Wilson College (Pennsylvania) - History

History

The college was founded by the Rev. Tryon Edwards and the Rev. James W. Wightman, pastors of Presbyterian churches in nearby Hagerstown, Maryland, and Greencastle, Pennsylvania. The original charter was granted by the Pennsylvania Legislature on March 24, 1869. Wilson was one of the first colleges in the U.S. to accept only female students and was named for Sarah Wilson (1795–1871), who gave two large donations to help get the college started.
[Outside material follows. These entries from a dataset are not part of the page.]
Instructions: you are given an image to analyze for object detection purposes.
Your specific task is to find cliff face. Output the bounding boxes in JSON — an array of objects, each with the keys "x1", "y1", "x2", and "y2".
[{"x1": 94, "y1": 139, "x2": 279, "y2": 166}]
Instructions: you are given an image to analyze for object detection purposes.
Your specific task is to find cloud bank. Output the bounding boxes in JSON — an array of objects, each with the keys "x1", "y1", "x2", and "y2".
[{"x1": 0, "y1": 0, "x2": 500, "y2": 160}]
Anna J. McKeag served as Wilson’s first woman president from 1911 to 1915.

In 1967 the Wilson College sailing team won the first Intercollegiate Sailing Association national championship held in a women's event (dinghy).

In the 1970s, two tropical storms, Agnes in 1972 and Eloise in 1975, caused flood damage to low-lying buildings on campus.

Although it nearly closed its doors in 1979, a lawsuit organized by students, faculty, parents and an alumnae association succeeded in allowing the college to remain open, making it one of the few colleges to survive a scheduled closing. (It subsequently adopted the Phoenix as its mascot, to symbolize the college's survival.) Wilson has remained open as a women's college despite the trend towards turning women's colleges into coeducational institutions.

In 1982, Wilson began offering a continuing studies program to meet the needs of adults seeking post-secondary education. In 1996, the college was one of the first in the nation to offer an on-campus residential educational experience for single mothers with children. Beginning in summer 2006, Wilson offered its first graduate-degree program, a Master of Arts in Teaching (MAT) for certified elementary school teachers.

The first men to attend and to graduate from Wilson entered at the end of World War II. Men later became able to earn degrees from Wilson through the continuing education program (now called the Adult Degree Program), although the primary emphasis at the college remained its College For Women.